Effect of Resynchronization Therapy Stimulation Site on the Systolic Function of Heart Failure Patients
Background— Cardiac resynchronization therapy (CRT) improves systolic function in heart failure patients with ventricular conduction delay by stimulating the left ventricle (LV) or both ventricles (biventricular, BV). Optimal LV site selection is of major clinical interest for CRT device implantation; however, the dependence of hemodynamics on LV stimulation site has not been established. Thus, the objective of this study was to compare the hemodynamic response to CRT for 2 LV coronary vein sites: the free wall and anterior wall.
Methods and Results— A total of 30 patients (mean NYHA class, 2.7; mean QRS interval, 152 ms; mean PR interval, 194 ms) enrolled in the PATH-CHF-II trial were studied. CRT was administered with LV and BV stimulation in VDD mode at 4 AV delays. LV stimulation was at the lateral free wall or anterior wall, whereas right ventricular stimulation was fixed near the apex. LV+dP/dtmax and aortic pulse pressure changes from baseline during CRT were compared for LV sites. Free wall sites with LV and BV stimulation yielded significantly larger LV+dP/dtmax (14% versus 6%, P<0.001 for LV; 12% versus 5%, P<0.001 for BV) and pulse pressure (8% versus 4%, P<0.001 for LV; 9% versus 5%, P<0.001 for BV) compared with anterior sites. In one third of patients, CRT at free wall sites increased LV+dP/dtmax, whereas it decreased at anterior sites over most AV delays.
Conclusion— CRT with LV free wall stimulation produced significantly better LV systolic performance compared with anterior stimulation. Further studies are warranted to prove the clinical superiority of the LV free wall as a site for long-term CRT.
Received September 26, 2001; revision received November 6, 2001; accepted November 6, 2001.

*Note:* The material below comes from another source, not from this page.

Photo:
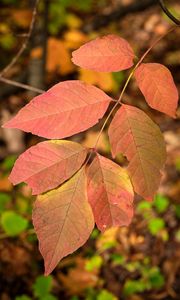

Cardiac resynchronization therapy (CRT) has been demonstrated to improve systolic function in heart failure patients with conduction system disorders. Stimulation chamber seems to be a dominant factor in determining the short-term hemodynamic response to CRT.1,2,3 The impact of stimulation chamber on hemodynamic improvement is known to depend on the type of the conduction system defect.4 For example, in patients with left bundle-branch block, stimulating the left ventricle (LV) has been shown to improve systolic performance more than stimulating the right ventricle (RV).1
In addition to stimulation chamber, initial reports have suggested that the stimulation site within a chamber might play an important role in the outcome of CRT.5,6 To date, however, no study has systematically evaluated the impact of LV stimulation site on short-term hemodynamics. Because choosing an optimal stimulation site is of major clinical interest for long-term CRT, it is important to investigate whether individual transvenous stimulation sites can affect systolic performance. Therefore, the objective of this study was to compare the short-term hemodynamic impact of CRT at the 2 most accessible areas of the LV using coronary vein–based lead systems5—namely, the free wall and the anterior wall.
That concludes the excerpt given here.